Anyway, I have a quick question about labeling. As a beginner, I just have some basic ingredients to start with so I get to know the process before I get more expensive ingredients. One of my first recipes I have tried uses crisco. My question would be, if I choose to sell this down the road, how would I label it.

My recipe is as such:
Crisco 7oz
Olive Oil 4.5oz
Coconut Oil 4.5oz
Water 6.1oz
Lye 2.3oz
Castor Oil 0.5oz
Fragrance 0.5oz

I know that it would be along the lines of:
(Crisco?), Water, Olive Oil (Olea Europaea), Coconut Oil (Cocos Nucifera), Sodium Hydroxide, Castor Oil (Ricinus Communis), Fragrance

Any tips or help would be much appreciated! :-D
Crisco is also a brand name, which I don't think you can use without permission. Just list the ingredients of the crisco you used.
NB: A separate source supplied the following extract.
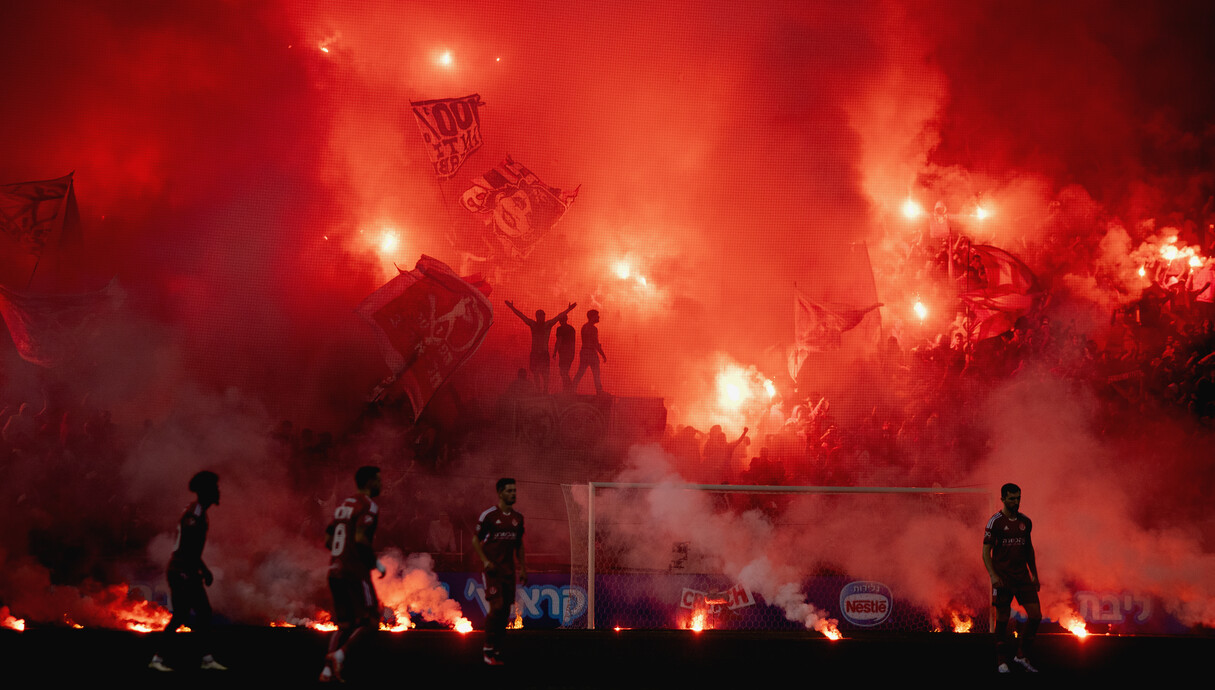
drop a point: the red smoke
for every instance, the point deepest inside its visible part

Not to highjack your thread, but I also have a question regarding labeling. It's most common to list ingredients from highest to lowest, right? I'm a little thrown of by the Dr. Bronner's brand lists the ingredients in this order:
Water, coconut oil, KOH and THEN olive oil, lavandin extract, hemp oil, jojoba oil, lavander extract, citric acid and tocopherol.

I don't understand their labeling. this says that the ingredient makeup has more KOH than Olive oil. I know the citric acid and tocopherol are in VERY tiny amounts compared to the rest of the ingredients. But are they saying that this soap is mostly coconut? It bubbles nicely but isn't super drying like I would guess it woudl be if it had say 51% coconut and 49% olive. What do you think?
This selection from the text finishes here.